私は、その手を見て、ふと胸が痛んだ。本当にわずかに、本当に一瞬だけ。
——けれど、それも昔の話だ。
「お父様。私は十年前、母が亡くなった時に、あなたを失いました。新しい妻を迎えたあなたが、私の頭を撫でることをやめた、あの日に」
父の手が、空中で止まった。
「どうぞ、ご家族で助け合って借金を返してくださいませ。私は、私の人生を生きていきます」
私はそう言って、入り口の扉に視線を向けた。
「ご用件がそれだけでしたら、お引き取りください。ここは私の店です。お代の払えないお客様は、お通しできません」
四人は、しばらくその場に立ち尽くしていた。
やがて、ドロテアが何か言いたげに口を開きかけたが、私は首を振って制した。
「お義母様。これ以上は、衛兵を呼びますわ。ヴェルナードの衛兵は、私の常連客でもありますの」
それは半分は本当で、半分は脅しだった。けれど、効果は十分だった。
ドロテアは唇を噛み、リリシアの腕を引いた。リリシアは「お姉様、お姉様」と泣き叫びながら、それでもドロテアに引きずられるようにして、店を出ていった。ジェラードは最後まで一言も発さず、ただ俯いて、四人の後ろをついていった。
父だけが、最後にもう一度、私の顔を振り返った。
私はその目を、まっすぐに見返した。
何の感情も込めずに。
父は、何も言わずに、雨の中へと消えていった。
§
扉が閉まる音とともに、店の中に静けさが戻ってきた。
私は、しばらく扉の方を見つめていた。それから、ふう、と長い息を吐いた。
不思議と、胸はすっきりしていた。怒りも、悲しみも、未練もなかった。ただ、長年抱えていた小さな結び目が、ようやくほどけたような——そんな感覚だった。

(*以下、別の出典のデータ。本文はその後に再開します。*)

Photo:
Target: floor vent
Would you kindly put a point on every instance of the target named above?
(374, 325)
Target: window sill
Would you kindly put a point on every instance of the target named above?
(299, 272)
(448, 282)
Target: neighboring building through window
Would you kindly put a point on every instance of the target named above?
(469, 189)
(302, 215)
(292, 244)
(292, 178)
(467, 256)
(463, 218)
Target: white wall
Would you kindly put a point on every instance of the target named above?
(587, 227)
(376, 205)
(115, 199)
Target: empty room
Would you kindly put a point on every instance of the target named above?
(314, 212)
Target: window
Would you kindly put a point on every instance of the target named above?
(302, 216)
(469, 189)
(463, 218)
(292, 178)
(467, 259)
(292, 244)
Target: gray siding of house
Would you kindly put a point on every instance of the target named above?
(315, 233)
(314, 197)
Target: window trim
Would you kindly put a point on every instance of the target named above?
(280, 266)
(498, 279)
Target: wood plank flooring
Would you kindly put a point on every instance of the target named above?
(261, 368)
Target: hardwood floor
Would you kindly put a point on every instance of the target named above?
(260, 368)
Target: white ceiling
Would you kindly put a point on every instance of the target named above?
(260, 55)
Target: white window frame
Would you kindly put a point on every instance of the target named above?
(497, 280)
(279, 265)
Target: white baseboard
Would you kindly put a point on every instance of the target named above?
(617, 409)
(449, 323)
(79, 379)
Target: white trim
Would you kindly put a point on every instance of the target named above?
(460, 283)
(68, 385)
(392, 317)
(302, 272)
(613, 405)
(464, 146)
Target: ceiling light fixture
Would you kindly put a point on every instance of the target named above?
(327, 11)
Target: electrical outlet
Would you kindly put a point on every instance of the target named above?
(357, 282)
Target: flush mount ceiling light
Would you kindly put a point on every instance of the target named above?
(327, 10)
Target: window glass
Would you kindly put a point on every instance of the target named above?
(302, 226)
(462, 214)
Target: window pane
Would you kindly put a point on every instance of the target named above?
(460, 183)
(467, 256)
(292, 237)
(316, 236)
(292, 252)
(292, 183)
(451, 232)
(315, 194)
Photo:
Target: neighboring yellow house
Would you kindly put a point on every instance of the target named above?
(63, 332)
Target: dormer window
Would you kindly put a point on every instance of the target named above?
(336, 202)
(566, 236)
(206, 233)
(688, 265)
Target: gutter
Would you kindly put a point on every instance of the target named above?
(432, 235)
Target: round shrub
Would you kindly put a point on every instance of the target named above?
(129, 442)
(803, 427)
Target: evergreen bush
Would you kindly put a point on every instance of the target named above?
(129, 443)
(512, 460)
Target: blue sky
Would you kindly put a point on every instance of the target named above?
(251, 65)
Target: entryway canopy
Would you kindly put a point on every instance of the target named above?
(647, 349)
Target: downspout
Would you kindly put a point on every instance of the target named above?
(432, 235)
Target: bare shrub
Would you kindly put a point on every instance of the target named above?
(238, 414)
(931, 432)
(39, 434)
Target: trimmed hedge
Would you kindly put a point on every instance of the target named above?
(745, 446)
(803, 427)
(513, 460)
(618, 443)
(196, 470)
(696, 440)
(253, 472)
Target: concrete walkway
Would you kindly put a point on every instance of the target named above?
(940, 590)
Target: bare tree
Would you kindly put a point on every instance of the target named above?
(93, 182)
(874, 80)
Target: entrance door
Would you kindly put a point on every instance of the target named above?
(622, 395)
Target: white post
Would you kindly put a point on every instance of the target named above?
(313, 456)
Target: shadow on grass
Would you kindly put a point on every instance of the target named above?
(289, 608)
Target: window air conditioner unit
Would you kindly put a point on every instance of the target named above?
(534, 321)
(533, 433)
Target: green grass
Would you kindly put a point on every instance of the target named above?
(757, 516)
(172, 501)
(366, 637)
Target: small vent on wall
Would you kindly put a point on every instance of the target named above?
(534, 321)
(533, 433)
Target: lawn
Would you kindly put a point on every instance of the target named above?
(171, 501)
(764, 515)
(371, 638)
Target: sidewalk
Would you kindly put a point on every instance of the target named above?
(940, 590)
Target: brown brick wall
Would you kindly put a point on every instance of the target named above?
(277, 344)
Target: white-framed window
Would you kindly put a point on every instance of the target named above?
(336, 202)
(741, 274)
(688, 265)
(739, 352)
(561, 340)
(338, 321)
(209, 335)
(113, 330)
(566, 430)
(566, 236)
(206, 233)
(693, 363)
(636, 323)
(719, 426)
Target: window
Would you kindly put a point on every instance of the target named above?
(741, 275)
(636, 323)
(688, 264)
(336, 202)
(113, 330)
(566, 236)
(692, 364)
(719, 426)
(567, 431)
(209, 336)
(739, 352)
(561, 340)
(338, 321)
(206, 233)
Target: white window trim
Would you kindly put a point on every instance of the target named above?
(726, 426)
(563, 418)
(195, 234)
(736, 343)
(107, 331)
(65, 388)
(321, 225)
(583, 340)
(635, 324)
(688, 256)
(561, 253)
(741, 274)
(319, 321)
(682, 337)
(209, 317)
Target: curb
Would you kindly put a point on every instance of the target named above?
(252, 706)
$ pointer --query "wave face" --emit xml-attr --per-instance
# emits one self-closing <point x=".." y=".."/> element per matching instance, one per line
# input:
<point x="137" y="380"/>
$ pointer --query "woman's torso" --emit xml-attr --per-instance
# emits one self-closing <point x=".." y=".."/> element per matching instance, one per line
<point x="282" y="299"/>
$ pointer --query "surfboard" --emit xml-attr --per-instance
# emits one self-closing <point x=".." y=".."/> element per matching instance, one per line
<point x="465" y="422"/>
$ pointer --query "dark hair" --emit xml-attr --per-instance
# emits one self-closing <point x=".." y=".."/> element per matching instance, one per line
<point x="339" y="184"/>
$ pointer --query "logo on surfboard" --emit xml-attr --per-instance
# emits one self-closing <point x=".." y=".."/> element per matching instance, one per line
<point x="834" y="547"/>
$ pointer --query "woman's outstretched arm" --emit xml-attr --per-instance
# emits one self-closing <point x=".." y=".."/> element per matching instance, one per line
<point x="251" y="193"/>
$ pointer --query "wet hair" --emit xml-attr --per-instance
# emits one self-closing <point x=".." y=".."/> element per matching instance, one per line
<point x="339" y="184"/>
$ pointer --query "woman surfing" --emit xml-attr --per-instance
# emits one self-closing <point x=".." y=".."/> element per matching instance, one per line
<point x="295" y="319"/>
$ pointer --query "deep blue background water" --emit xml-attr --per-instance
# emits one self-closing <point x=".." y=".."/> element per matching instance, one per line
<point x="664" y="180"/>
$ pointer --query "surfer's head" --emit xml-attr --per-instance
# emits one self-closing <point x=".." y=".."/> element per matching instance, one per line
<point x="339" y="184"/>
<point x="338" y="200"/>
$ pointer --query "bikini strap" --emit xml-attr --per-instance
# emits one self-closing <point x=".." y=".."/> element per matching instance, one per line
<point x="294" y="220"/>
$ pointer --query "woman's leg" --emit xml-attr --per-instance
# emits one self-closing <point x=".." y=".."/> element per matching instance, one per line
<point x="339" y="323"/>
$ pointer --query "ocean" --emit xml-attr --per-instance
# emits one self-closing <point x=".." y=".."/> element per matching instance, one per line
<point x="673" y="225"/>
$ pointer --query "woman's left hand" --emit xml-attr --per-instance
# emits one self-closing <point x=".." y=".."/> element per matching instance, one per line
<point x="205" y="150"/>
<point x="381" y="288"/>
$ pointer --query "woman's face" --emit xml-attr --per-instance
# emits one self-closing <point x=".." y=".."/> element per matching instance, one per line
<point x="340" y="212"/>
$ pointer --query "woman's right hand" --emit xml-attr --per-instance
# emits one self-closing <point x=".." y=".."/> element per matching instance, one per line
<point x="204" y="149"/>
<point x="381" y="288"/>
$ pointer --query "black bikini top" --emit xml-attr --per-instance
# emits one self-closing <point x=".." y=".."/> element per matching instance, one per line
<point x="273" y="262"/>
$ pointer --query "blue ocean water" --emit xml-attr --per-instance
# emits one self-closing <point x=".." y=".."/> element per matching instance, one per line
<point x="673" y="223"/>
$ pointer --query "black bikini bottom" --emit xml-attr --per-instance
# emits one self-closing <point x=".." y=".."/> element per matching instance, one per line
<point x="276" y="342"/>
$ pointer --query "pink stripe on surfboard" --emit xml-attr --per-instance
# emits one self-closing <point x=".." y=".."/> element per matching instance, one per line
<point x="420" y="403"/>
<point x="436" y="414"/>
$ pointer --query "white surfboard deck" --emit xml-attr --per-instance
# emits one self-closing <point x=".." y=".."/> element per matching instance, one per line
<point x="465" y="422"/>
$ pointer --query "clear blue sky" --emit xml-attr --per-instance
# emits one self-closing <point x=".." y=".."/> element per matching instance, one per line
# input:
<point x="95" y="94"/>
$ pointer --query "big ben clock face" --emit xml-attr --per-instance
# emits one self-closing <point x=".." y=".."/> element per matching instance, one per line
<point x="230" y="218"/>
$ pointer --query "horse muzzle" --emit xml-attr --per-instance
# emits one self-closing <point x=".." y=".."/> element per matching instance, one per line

カウンターに戻り、紅茶のポットを温め直す。新しいカップを取り出して、お気に入りのアールグレイを淹れる。
窓辺の席に座って、雨に濡れる石畳を眺めながら、ゆっくりとカップを口に運ぶ。
「——アメリイちゃん、お客さん、もう帰っちゃったの?」
奥から、マリアンヌおばさまが顔を出した。
「ええ。道に迷ってしまった方々だったみたいです」
私は微笑んで、答えた。
「それは大変ねえ。雨だし、可哀想に」
「ええ、本当に」
おばさまは、私の隣の席に腰を下ろして、自分のカップに紅茶を注いだ。
「アメリイちゃん、最近ね、街の若い船大工さんが、あなたのこと気になってるって言ってたわよ」
「あら、また縁談ですか?」
「うふふ、いいじゃない。あなた、そろそろ幸せになってもいい頃よ」
私は窓の外を眺めながら、小さく笑った。
幸せ。
幸せ、か……。
私はもう、十分に幸せだ。
母が遺してくれたこの居場所で、好きな仕事をして、優しい人たちに囲まれて、毎日美味しい紅茶を飲んでいる。
これ以上の幸せが、本当にあるのなら——
その時はその時で、また考えればいい。
雨が、少しずつ小降りになってきた。
雲の切れ間から、淡い春の日差しが差し込んで、濡れた石畳をきらきらと光らせていた。
私は、亡き母に向かって、心の中でそっと呟いた。
——お母様。私、ようやく、自由になりました。
カップの中の紅茶は、いつもよりずっと、温かく、美しい琥珀色をしていた。